Right-handed vs left-handed, line by line
Fix x pointing right and y pointing up.
The only freedom left is where z goes — and the
cross product
decides it for us. By definition the cross product of the first two basis vectors gives the
third, and the right-hand rule fixes its direction.
Step 1 — curl from x to y with your right hand. Point your right
fingers along +x, curl them toward +y;
your thumb points out of the screen, toward you. The cross product agrees:
\hat{x} \times \hat{y} = +\hat{z} \qquad (\text{right-handed: } +z \text{ comes toward you}).
Step 2 — do it again with your left hand. Same curl from
+x to +y, but the
left thumb points into the screen, away from you. To keep the cross-product
rule, the whole frame flips the sign of z:
\hat{x} \times \hat{y} = -\hat{z} \qquad (\text{left-handed: } +z \text{ goes into the screen}).
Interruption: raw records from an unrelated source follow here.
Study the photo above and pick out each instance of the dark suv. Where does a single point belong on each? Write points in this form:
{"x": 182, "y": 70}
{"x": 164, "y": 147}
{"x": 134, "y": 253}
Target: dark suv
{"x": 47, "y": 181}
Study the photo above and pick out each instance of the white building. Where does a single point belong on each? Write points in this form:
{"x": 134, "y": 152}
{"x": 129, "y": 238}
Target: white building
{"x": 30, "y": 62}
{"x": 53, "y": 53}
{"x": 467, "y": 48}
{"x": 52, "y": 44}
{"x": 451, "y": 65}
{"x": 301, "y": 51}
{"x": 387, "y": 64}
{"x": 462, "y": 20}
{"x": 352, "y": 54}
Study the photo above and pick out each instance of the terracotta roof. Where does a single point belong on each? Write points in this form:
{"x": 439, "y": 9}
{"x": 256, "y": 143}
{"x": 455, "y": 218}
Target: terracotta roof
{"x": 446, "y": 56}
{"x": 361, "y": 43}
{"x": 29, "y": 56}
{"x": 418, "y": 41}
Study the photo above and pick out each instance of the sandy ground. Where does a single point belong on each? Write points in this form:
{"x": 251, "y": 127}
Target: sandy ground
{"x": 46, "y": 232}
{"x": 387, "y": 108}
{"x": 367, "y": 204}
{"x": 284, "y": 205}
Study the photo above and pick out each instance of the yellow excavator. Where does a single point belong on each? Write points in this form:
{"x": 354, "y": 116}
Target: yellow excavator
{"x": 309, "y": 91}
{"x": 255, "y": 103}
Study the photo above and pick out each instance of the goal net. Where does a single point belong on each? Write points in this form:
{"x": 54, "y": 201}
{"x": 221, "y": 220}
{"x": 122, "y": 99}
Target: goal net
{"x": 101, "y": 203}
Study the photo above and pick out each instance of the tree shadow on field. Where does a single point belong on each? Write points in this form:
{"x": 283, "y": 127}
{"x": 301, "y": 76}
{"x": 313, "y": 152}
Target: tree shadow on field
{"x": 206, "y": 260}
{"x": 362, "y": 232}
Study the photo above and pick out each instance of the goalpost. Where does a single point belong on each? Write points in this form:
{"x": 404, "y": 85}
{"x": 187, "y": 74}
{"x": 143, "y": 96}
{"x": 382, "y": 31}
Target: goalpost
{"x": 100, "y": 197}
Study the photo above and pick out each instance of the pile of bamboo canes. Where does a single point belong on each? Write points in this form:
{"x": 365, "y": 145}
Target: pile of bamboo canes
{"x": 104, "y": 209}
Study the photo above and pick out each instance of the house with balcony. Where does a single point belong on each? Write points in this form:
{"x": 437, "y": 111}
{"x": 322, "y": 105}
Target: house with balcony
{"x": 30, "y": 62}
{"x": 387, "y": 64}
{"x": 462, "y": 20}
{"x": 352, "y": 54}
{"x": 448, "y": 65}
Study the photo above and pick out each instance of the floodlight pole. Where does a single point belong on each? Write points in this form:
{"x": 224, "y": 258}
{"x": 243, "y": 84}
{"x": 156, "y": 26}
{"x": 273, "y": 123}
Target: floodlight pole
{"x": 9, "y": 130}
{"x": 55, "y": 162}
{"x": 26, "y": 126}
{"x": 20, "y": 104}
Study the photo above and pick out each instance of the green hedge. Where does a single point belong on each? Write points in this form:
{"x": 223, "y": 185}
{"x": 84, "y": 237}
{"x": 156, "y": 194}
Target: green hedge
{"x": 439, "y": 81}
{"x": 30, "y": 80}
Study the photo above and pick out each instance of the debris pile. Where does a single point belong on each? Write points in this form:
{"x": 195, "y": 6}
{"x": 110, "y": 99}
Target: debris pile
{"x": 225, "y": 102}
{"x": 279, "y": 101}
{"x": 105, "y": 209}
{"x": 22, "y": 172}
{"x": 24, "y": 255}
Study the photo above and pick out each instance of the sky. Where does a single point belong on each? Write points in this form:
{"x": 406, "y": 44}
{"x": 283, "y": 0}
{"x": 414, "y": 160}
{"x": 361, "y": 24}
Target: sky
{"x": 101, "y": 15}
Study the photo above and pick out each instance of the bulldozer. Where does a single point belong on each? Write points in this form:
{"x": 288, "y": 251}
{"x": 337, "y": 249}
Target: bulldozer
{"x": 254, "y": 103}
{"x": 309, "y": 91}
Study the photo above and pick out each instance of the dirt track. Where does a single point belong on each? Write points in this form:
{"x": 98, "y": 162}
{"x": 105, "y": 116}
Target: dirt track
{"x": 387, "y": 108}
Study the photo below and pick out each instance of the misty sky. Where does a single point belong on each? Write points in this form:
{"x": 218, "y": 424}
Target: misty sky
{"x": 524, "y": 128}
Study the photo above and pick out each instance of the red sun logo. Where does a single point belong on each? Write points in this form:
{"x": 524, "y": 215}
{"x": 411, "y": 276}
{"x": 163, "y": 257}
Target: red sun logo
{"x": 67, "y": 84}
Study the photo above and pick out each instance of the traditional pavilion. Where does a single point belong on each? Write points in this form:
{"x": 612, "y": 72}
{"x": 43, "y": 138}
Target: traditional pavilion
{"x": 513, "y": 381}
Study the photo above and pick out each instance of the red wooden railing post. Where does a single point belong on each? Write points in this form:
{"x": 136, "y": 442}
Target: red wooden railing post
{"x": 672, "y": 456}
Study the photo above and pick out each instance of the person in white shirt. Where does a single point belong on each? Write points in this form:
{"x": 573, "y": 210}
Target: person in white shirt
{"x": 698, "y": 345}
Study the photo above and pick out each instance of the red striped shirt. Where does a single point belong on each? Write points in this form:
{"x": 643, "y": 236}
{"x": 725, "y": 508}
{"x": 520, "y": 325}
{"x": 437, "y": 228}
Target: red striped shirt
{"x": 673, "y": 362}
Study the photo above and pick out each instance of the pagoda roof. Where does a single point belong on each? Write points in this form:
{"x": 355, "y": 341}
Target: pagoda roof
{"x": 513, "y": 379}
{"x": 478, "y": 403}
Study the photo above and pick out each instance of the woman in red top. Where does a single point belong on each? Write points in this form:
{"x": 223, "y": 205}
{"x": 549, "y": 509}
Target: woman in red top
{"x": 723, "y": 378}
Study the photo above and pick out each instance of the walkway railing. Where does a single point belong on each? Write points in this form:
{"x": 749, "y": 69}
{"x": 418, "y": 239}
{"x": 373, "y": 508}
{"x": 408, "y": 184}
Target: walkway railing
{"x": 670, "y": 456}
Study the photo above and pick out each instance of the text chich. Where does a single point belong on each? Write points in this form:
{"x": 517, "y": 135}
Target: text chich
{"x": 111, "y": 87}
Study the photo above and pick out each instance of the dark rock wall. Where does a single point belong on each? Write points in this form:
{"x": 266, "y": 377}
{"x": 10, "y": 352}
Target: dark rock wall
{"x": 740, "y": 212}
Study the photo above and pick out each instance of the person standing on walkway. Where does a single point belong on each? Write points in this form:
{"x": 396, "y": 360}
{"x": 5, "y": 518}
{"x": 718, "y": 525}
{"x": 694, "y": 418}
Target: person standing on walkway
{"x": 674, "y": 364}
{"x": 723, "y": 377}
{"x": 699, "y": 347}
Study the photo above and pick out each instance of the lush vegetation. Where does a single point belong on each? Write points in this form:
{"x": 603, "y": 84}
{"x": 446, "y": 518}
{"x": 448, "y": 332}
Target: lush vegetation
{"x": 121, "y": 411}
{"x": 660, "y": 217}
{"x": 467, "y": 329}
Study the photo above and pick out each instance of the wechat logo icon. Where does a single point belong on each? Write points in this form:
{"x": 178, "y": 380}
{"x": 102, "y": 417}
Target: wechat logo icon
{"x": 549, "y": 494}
Step 3 — read off the consequence. The two frames differ by a single sign
flip on one axis, a mirror reflection. There is no rotation that turns one into the
other — a left hand is not a rotated right hand. So every quantity built from the cross
product (a surface normal, a torque, "which way is out") points the
opposite way between the two conventions.
(\vec{a} \times \vec{b})_{\text{left}} = -\,(\vec{a} \times \vec{b})_{\text{right}}.
Step 4 — and the engines really do disagree. This is not a textbook
nicety. OpenGL (and Maya, and the usual maths convention) is
right-handed; DirectX and Unity are left-handed. Port a
mesh between them without flipping a z and it comes out mirrored.
Two more conventions that bite
Handedness is the famous one, but two cousins cause just as many late nights.
The "up" axis. Even among right-handed frames, engines disagree on which
axis points up. Many graphics engines are y-up
(y is the sky); many modelling tools and CAD systems are
z-up (z is the sky,
y goes into the distance). Import a z-up model into a y-up engine
and it lies on its back.
Row vs column vectors. Is a vector a tall column the matrix multiplies on
the right (M\vec{v}, the OpenGL/maths convention), or a wide row it
multiplies on the left (\vec{v}\,M, the DirectX convention)? The
two store the transpose of each other's matrices, and chain transforms in the
opposite order. Mix them up and your rotations compose backwards.
A 3-D coordinate frame is three axes
\hat{x}, \hat{y}, \hat{z} through an origin. Its conventions are
not universal:
-
Handedness — set by the cross product: a frame is
right-handed when \hat{x} \times \hat{y} = +\hat{z}
(the right-hand rule; +z toward you) and
left-handed when \hat{x} \times \hat{y} = -\hat{z}
(+z into the screen).
-
A mirror, not a rotation — the two frames differ by a sign flip on one
axis, so no rotation maps one to the other and every cross product reverses between them.
-
Engines differ — OpenGL is right-handed, DirectX/Unity are left-handed.
-
Up-axis & vector conventions vary too — y-up vs z-up, and row-vector
(\vec{v}M) vs column-vector (M\vec{v})
matrix layouts (transposes of one another).
When a handedness mismatch slips through, the symptoms are weirdly specific. Models come
out mirrored — text on a sign reads backwards, a character's holster jumps
to the wrong hip. Triangle winding order reverses, so the engine thinks
every front face is a back face: surfaces turn inside-out, and either the
whole model vanishes (back faces culled) or its insides render while its outsides don't.
Lighting goes haywire too, because the surface normal — a cross product — now
points into the wall: lit faces go dark and shadowed faces glow. The usual fix is
a single reflection — negate the z column of the conversion
matrix and reverse the winding — applied once, consistently, at the import boundary. Apply
it twice and you are back where you started, which is its own special kind of bug.